Balancing content coverage with philosophical skill/disposition building is a particularly pernicious course-design problem. By delineating a strategy for approaching the balance-challenge, as I'll call it, this essay aims to help philosophy teachers overcome it. One key to overcoming the challenge is to push against the orthodox view that treats the balance-challenge as subsidiary to adopting learning objectives and aligning them with educative assessments. Furthermore, the paper demonstrates how executing the strategy has the following three payoffs: (1) It helps us build rigor into the heart of the course; (2) It aids in the development of assessments that draw more on intrinsic motivators as opposed to extrinsic motivators; and (3) It straightforwardly connects grades to learning-objective mastery. For illustration, I focus on how I used the strategy to build my upper-level course on ethical theory. I follow up by generalizing the strategy. In particular, I show how to use the strategy to design an intro-level course on applied ethics and how to apply it to design a graduate course in philosophy.

January 12, 2018

Presenter: Kevin Patton

Title: "Safety and Swamping."

Abstract:

It is common for epistemologists to use the value problem as a kind of litmus test for a theory of knowledge. The value problem is, roughly, the problem philosophers run into when they attempt to explain how knowledge is more valuable than its components. If knowledge is not more valuable than its components, then our intuitions about its value are left unexplained. If knowledge is more valuable than its components, it is not/has not been uncontroversial how to articulate why. Either way, many feel that if a theory of knowledge cannot address this problem, then the theory is not worth considering. Georgi Gardiner has recently argued that any theory of knowledge which is even partially explicated in modal terms cannot, in principle, provide an answer to the value problem, and hence, is not worth considering. Gardiner specifically targets Duncan Pritchard's modal condition safety. Safety is, again roughly, a condition on knowledge which invokes possible worlds to assess if the truth of a given belief was a matter of luck. Gardiner modifies the swamping problem and uses it to argue that safety adds no value to a true belief, and, so, safety cannot answer the value problem.

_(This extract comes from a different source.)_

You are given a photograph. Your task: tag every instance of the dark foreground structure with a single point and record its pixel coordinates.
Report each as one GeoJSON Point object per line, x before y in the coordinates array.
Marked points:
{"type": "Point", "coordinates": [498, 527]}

She then claims that this kind of argument can be generalized and applied to any theory which uses a modal condition on knowledge. In this paper, I will demonstrate that the structure of Gardiner's argument relies on an assumption about what is epistemically valuable and what is not. Once made explicit, this assumption actually serves to undermine a great many more theories than Gardiner is aware. This assumption, however, is problematic. The core issue is between epistemic value monism and epistemic value pluralism. Replacing monism with pluralism avoids all of the standard reasons to adopt the swamping problem. As such, Gardiner's argument against safety fails.